Pertaruhan peningkatan mutu pendidikan (menengah) yang sedang bermetamorphosis dari pengelolaan di tingkat kabupaten/kota ke tingkat provinsi secara teknis bukan saja tetap bertumpu pada sekolah sebagai ujung tombaknya, tapi juga pada perangkat birokrasi yang mengelolanya.
Sekolah akan tetap menyandang status sebagai ”Center of Change” dengan para pemimpin pendidikan (Kepala Sekolah) sebagai dirigennya. Sedangkan, perangkat birokrasi dengan Kepala Dinas sebagai nahkodanya bertanggung jawab pada kebijakan umum manajemen pendidikan menyangkut man, money, method and material (4M). Termasuk regulator dan transformator kebijakan pusat di daerah.
Nah, biasanya suasana transisi terlebih-lebih pada suasana pemilukada memberi ruang munculnya intervensi birokrasi ”pendidikan” melalui penempatan pemimpin pendidikan dan kepala sekolah yang asal tunjuk.
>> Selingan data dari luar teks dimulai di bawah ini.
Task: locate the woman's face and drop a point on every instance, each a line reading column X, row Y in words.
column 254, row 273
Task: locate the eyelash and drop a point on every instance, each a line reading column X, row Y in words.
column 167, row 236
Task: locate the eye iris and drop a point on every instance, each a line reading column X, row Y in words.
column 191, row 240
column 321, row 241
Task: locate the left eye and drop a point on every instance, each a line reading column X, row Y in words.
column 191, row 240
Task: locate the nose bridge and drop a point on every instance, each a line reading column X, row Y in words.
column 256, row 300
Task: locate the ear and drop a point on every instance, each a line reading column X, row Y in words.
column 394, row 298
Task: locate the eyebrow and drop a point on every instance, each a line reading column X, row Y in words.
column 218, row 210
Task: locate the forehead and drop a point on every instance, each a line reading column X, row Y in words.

Bila demikian keadaannya, maka sangat mungkin praktek pendidikan (formal) akan bergerak seperti tanpa ”ruh”. Ia menjadi tidak inovatif dan terbelenggu oleh rutinitas serta tidak menciptakan hal-hal baru lagi yang menggairahkan semua civitas akademikanya. Sekolah sebagai ujung tombak praksis pendidikan menjadi lokomotif kepentingan rezim/kekuatan yang mengancam dan menentukan ”hidup-matinya” sekolah dan birokrasi pendidikan yang mengawalnya.
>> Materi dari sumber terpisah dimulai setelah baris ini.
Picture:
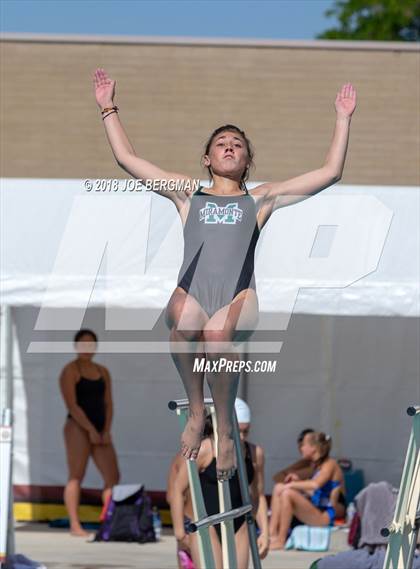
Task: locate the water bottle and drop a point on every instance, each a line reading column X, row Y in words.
column 157, row 523
column 351, row 510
Pendidikan tanpa ruh adalah pendidikan yang tidak dipola dan distrategikan oleh integritas ahlak pimpinan birokrasi yang menangani pendidikan. Mengutip pendapat Ahmad Baihaqi (2015): Secanggih apapun pola dan metode pendidikan yang diterapkan, jika tidak memiliki ruh, maka ia hanya akan menciptakan robot-robot tanpa nyawa.
Lembaga pendidikan menjadi seperti mesin pabrik yang memproduksi barang dagangan dengan deretan meja-meja transaksi. Lalu dengan parameter kelulusan berdasarkan nilai numerik diklaim telah berhasil dalam penyelenggaraan pendidikan.
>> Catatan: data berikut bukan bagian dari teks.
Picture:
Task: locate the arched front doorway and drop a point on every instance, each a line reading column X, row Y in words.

Sebuah keberhasilan yang dimaknakan sangat sempit bagi pengembangan mentalitas dan akhlak. Sangat mungkin kondisi lembaga pendidikan semacam inilah yang oleh Ivan Illich (1971) dicatat sebagai ”Deschooling Society”, suatu sistem penyelenggaraan pendidikan yang mengasingkan peserta didik terhadap lingkungan sekitarnya yang menyebabkan manusia terasing dari dunia nyata.
Menurutnya lembaga pendidikan (formal/sekolah) tidak menjamin peserta didik untuk mendapat pendidikan secara bebas. Terlebih-lebih dalam kondisi praksis pendidikan yang dikendalikan dan diarahkan untuk kepentingan pribadi atau golongan, jangankan untuk mempersiapkan jawaban atas tuntutan keterampilan abad 21 yang menyaratkan pentingnya kualitas karakter, literasi dasar dan kompetensi 4 C ( Critical thinking and problem solving, Creativity, Communication Skills and Ability to work collaborativelly), untuk memberi ruang saja bagi berkembangnya kepribadian dan karakter peserta didik sesuai dengan potensinya masing-masing malah kehilangan keteladannya.